Lowell Libson & Jonny Yarker Ltd

  • Pen and ink and grey wash
  • 11 × 7 ⅛ inches · 279 × 181 mm
  • Signed lower right, ‘Jos. Wilton. Sculptor. Incr.’
    Inscribed: ‘Mural monument for an Officer of the Army’,
    Inscribed on the top of the monument ‘D.O.M’
    Inscribed on monument, to the left of the shield ‘Shield for Coat of Arms...’
    ‘Scale of four feet’ (lower centre under scale bar).
    Watermark: Brittania
    Drawn c.1760

Collections

  • Sir Bruce Stirling Ingram, O.B.E., M.C., F.S.A. (1877-1963);
  • Sotheby’s, 21st October 1964, part of lot. 196;
  • Christopher Powney acquired from the above;
  • W A Brandt (1902-1978) acquired from the above on 14th December 1964 [£30];
  • by descent to 2024

This drawing by the sculptor Joseph Wilton of a design for a ‘Mural Monument for an Officer of the Army’ was almost certainly made speculatively to show prospective clients offering powerful evidence for the role drawing occupied in a successful sculptor’s workshops. 

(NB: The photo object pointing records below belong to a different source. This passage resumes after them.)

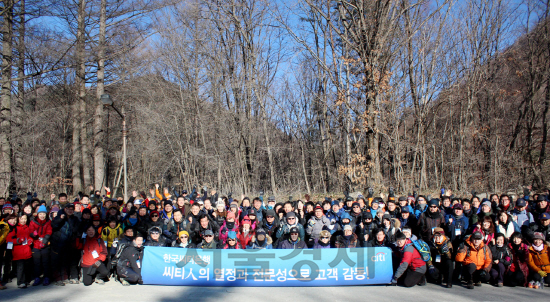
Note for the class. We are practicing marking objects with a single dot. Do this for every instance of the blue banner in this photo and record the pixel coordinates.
(308, 267)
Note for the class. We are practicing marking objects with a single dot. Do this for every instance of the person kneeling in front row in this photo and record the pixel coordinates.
(129, 263)
(412, 269)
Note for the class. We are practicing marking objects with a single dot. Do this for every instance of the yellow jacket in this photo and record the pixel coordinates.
(108, 234)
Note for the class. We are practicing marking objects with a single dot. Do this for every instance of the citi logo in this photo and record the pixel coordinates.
(379, 257)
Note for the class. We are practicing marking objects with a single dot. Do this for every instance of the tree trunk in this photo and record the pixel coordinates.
(80, 154)
(99, 153)
(5, 110)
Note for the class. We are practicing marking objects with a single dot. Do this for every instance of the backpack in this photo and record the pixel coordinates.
(423, 249)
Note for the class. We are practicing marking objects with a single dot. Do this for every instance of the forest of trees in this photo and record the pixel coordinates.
(289, 97)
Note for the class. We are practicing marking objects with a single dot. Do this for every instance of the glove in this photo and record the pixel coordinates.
(445, 248)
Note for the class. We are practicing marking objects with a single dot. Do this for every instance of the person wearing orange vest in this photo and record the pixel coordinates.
(476, 260)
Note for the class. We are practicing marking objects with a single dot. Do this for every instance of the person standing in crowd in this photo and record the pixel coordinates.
(183, 241)
(64, 256)
(429, 220)
(412, 269)
(129, 264)
(476, 260)
(208, 241)
(94, 252)
(502, 258)
(21, 241)
(346, 240)
(260, 241)
(293, 242)
(441, 264)
(41, 232)
(317, 223)
(518, 271)
(539, 262)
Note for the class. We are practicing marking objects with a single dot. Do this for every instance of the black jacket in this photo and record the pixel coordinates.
(129, 258)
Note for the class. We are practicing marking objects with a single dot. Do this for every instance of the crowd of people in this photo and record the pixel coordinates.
(446, 240)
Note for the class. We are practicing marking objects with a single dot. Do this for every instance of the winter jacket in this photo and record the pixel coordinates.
(189, 245)
(443, 250)
(480, 256)
(523, 218)
(507, 229)
(539, 261)
(4, 231)
(410, 258)
(318, 245)
(208, 246)
(22, 242)
(316, 225)
(131, 257)
(225, 229)
(342, 242)
(64, 231)
(429, 221)
(284, 231)
(245, 239)
(502, 254)
(41, 232)
(255, 245)
(109, 235)
(289, 244)
(88, 245)
(174, 228)
(456, 230)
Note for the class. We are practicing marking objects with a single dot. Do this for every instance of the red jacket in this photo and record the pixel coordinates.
(41, 231)
(88, 246)
(21, 249)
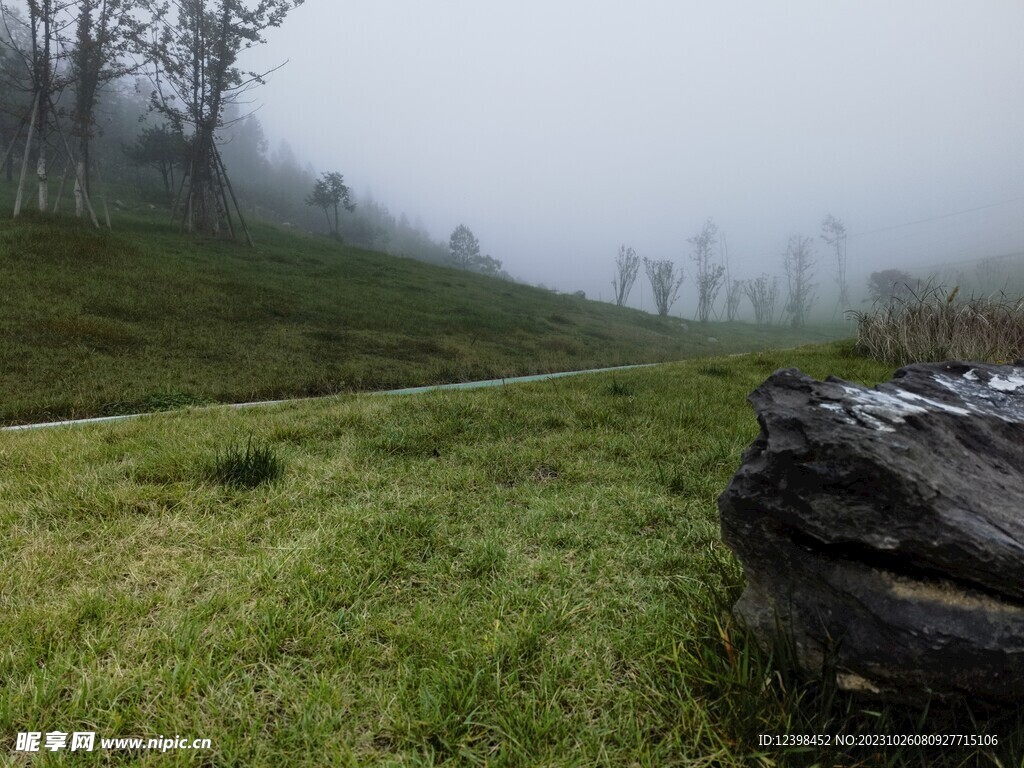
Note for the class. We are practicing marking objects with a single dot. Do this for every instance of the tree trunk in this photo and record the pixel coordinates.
(25, 158)
(79, 190)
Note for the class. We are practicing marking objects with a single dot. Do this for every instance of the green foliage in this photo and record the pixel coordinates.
(330, 193)
(248, 467)
(102, 322)
(523, 576)
(933, 327)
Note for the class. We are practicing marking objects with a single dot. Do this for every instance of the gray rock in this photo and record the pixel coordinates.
(884, 528)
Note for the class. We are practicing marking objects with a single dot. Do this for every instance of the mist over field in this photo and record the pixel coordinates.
(559, 132)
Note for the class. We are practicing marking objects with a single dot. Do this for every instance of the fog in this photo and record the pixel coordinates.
(559, 131)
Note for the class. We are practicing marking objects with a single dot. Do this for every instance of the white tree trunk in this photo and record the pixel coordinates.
(79, 192)
(44, 204)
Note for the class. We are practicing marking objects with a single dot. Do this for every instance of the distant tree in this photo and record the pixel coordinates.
(798, 262)
(105, 32)
(627, 266)
(891, 286)
(733, 295)
(15, 85)
(330, 193)
(39, 43)
(665, 283)
(197, 77)
(834, 232)
(709, 274)
(163, 148)
(763, 293)
(464, 248)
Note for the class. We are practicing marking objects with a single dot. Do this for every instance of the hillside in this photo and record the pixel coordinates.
(147, 318)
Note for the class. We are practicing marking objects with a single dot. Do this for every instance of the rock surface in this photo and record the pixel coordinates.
(884, 528)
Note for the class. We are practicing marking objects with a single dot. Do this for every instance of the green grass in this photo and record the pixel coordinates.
(934, 327)
(516, 577)
(146, 318)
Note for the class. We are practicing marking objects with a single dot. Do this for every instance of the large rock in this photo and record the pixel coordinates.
(884, 528)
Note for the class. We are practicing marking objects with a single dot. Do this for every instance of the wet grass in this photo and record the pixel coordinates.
(522, 576)
(146, 318)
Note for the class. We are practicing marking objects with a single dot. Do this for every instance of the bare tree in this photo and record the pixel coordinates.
(627, 266)
(15, 85)
(665, 283)
(197, 77)
(834, 232)
(38, 42)
(733, 295)
(763, 293)
(105, 32)
(799, 264)
(709, 274)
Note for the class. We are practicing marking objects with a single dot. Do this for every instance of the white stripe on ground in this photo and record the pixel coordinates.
(408, 390)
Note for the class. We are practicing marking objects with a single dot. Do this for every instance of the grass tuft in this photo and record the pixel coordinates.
(246, 468)
(932, 327)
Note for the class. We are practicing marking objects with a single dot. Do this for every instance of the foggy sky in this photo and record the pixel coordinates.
(559, 130)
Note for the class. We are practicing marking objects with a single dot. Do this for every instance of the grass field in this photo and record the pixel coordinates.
(146, 318)
(517, 577)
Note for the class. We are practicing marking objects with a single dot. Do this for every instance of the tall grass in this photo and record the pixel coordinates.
(934, 326)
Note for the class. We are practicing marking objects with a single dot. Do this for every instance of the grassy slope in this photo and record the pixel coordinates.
(145, 318)
(524, 576)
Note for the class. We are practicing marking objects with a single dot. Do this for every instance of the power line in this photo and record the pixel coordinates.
(935, 218)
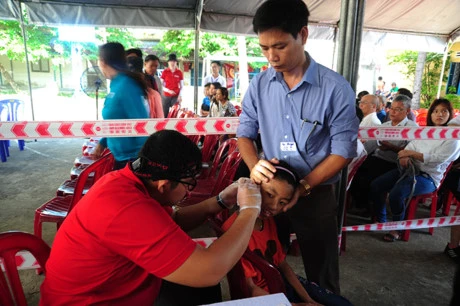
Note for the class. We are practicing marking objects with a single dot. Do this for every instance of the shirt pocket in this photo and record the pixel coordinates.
(312, 138)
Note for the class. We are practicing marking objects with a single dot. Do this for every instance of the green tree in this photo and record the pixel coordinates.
(183, 44)
(431, 72)
(43, 43)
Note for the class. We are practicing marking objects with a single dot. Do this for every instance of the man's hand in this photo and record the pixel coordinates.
(404, 162)
(263, 171)
(406, 153)
(248, 194)
(295, 197)
(228, 195)
(97, 153)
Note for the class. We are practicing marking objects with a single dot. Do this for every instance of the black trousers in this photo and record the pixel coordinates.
(371, 168)
(172, 294)
(314, 220)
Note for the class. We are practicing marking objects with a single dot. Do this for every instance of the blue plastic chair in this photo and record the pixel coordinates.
(11, 107)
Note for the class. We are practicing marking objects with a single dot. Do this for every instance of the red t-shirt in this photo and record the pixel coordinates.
(172, 81)
(114, 247)
(266, 244)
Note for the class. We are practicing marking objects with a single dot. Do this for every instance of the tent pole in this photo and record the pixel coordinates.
(198, 13)
(23, 28)
(342, 26)
(444, 60)
(357, 44)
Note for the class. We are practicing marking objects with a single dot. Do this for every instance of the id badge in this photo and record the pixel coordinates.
(288, 146)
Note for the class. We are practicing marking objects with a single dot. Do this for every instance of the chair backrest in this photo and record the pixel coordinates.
(12, 105)
(354, 169)
(11, 292)
(100, 167)
(236, 277)
(223, 151)
(227, 172)
(173, 111)
(209, 144)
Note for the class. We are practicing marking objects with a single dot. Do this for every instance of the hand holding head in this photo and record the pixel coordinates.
(248, 194)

Wilton was working at the height of the Seven Years’ War, when Britain was engaged in a major global conflict and could therefore expect a stream of commissions for monuments commemorating fallen soldiers. Wilton’s studio supplied monuments globally including an equestrian statue of George III for New York (which was famously destroyed in 1776), statues of William Pitt the elder for Cork, New York and Charles Town, West Virginia, a funeral monument to Basil Keith, governor of Jamaica and a bust of George III erected in Montreal, as well as a series of private funerary monuments in the British West Indies. The present design is typical of Wilton’s refined neo-classicism, conceived as a hanging trophy of modern arms – rifle and sword are clearly visible - with a simple oval tablet left blank for the dedicatory inscription, Wilton has created an adaptable design suitable for any ecclesiastical setting. This drawing comes from a large album of designs which were dispersed in 1964, as an archive they collectively offer fascinating evidence of Wilton’s commercial model and the vital place works on paper occupied in his workshop practice. Wilton inherited a substantial income from his father, preferring to live the life of a gentleman he left much of the carving to his studio assistants.